研究者の仕事って何?

論文を書いていてふと思ったこと.
データ集めて解析して論文書いて・・・だけじゃ物足りないなあ,と.

 

論文は、コミュニケーションのための媒体です.
誰とのコミュニケーションか?といえば,主に「研究者」です.
ただし,ここでいう「研究者」とは,仕事で研究をやってる人だけでなく,ライフワークとしてやっている在野の研究者や愛好家も指します.

特に「分類学」「天文学」「考古学」「歴史学」「民俗学」「文学」「哲学」のような分野では,プロだけでなく在野の研究者や愛好家が活躍してきました.
(その中のスター的存在が,エリック・ホッファー南方熊楠です)
しかし,それは逆に言えば「それ以外の分野には,仕事で研究やってる人でないと手を出しづらかった」ということでもあります.
とりわけ,高価な装置や組織的な調査を必要とするテーマは,プロでないとなかなか手が出せなかった.

 

時代は変わりました.
情報の「共有」「解析」「発信」を今までよりはるかに速く,安くできるようになってきました.
調査データの共有は進んできていて,データの所在や利用方法を掲載するデータジャーナルというものもあれば,「iNaturalist」のような誰でも参加できるプラットフォームもあります.
オープンデータってやつですね.

でも,データやその集め方を共有するだけで十分なのか?
例えば昆虫少年を増やすことにはなって,それはそれで素晴らしい.
でも,そうやって探すことや調べることそのものに熱を上げられる人はごくわずかで,調べたことから何が言えるか?を示せないと,なかなか続かないのが現実です.
また,悪くすると研究者が市民をデータ集めのコマとして使い,そのデータで論文を「書き逃げ」するだけになりかねない.
そこからさらに踏み込んで,得られたデータを解析して,何が言えるか?までを研究者と市民が一緒にできれば,フィールド研究は次の段階に行けると思うんです.

 

僕らがやっている生態学は,生きものの生き様に純粋な興味を持ちつつも,その生物や生息環境をどう保全・管理していくか,という実際的な問題にも取り組んでいます.
そうなると,研究者間のコミュニケーションだけでは不十分で,実際の管理を行うことになる一般市民や業者さんたちともコミュニケーションが必要です.
そのコミュニケーションの中で,本当に痒いところが何処にあって,そこを掻くために何ができるかを一緒に探ることができます.
で,今はデータの共有にかかるコストが下がり,表現方法も多様化してきている.
これまでできなかったコミュニケーションができるに違いない.

 研究の仕事を分解すると,
・課題設定
・データ収集
・データ解析
・コミュニケーション
という具合になります.
これら一連の過程をデザインすることが,これからのフィールド研究者の大事な仕事なのではないでしょうか.
そうなるといま必要なのは,オープンデータを想定したデータの収集・解析の手法を研究し,普及することです.

 
先だって,雑草などの生物の分布を解析する用のjagsコードを「GitHub」に公開しました.

github.com
空間分布の二値データがあれば,その出現,死滅,侵入の確率を推定できます.
植物などの固着性の生きものを想定しています.
(説明書きがもう少しないと扱いづらいですよね,スミマセン・・・)
これのおかげでドローンの画像からクズの分布の変化をモデリングできたので,論文を鋭意執筆中です.
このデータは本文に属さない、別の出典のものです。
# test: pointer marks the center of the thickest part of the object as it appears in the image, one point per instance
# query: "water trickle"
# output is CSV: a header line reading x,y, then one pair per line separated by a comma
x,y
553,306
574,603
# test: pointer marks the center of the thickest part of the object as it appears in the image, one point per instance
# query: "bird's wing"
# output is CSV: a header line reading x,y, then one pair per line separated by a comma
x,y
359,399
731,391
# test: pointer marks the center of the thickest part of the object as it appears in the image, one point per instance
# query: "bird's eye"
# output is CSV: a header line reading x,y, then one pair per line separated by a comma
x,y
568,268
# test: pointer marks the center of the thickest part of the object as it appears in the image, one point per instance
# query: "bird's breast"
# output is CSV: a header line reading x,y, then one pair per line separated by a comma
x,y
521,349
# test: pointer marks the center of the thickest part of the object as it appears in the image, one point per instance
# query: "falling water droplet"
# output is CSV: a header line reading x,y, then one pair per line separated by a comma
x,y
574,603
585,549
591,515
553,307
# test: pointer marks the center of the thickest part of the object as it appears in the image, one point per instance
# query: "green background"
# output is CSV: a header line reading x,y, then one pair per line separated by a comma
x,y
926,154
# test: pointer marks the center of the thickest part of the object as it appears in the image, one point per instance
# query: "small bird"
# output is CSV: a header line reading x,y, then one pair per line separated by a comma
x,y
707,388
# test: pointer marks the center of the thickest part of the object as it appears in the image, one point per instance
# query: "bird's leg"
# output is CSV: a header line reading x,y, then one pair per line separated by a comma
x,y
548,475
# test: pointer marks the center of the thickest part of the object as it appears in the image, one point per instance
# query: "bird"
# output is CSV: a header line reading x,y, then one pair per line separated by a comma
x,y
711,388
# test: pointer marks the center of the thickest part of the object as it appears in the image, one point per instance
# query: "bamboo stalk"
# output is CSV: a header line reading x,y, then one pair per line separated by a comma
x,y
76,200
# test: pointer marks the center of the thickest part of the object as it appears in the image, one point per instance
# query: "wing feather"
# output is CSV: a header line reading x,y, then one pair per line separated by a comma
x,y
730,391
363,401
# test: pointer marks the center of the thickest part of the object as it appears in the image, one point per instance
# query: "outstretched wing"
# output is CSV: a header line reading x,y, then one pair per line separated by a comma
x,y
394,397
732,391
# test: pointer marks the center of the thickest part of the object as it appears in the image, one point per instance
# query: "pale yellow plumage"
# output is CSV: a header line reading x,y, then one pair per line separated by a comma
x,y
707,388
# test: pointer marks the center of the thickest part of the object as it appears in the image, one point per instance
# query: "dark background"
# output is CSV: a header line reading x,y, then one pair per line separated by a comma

ただ,在/不在の二値データって,市民がやるにはちょっとハードル高いんですよね.
一度見れば「いる」ことはわかるが,「いない」ことを確認するには調べ尽くさないといけないから.
だから,日常の中で得られるデータは,大抵「在のみデータ」です.
そのためには.過去の記事でもお話しした「最大エントロピーモデル」を使って,在のみデータから生きものの分布を推定する方法があります.
これを使った論文が最近増えていますので,私もこれで外来雑草の分布推定をやりたいと考えています.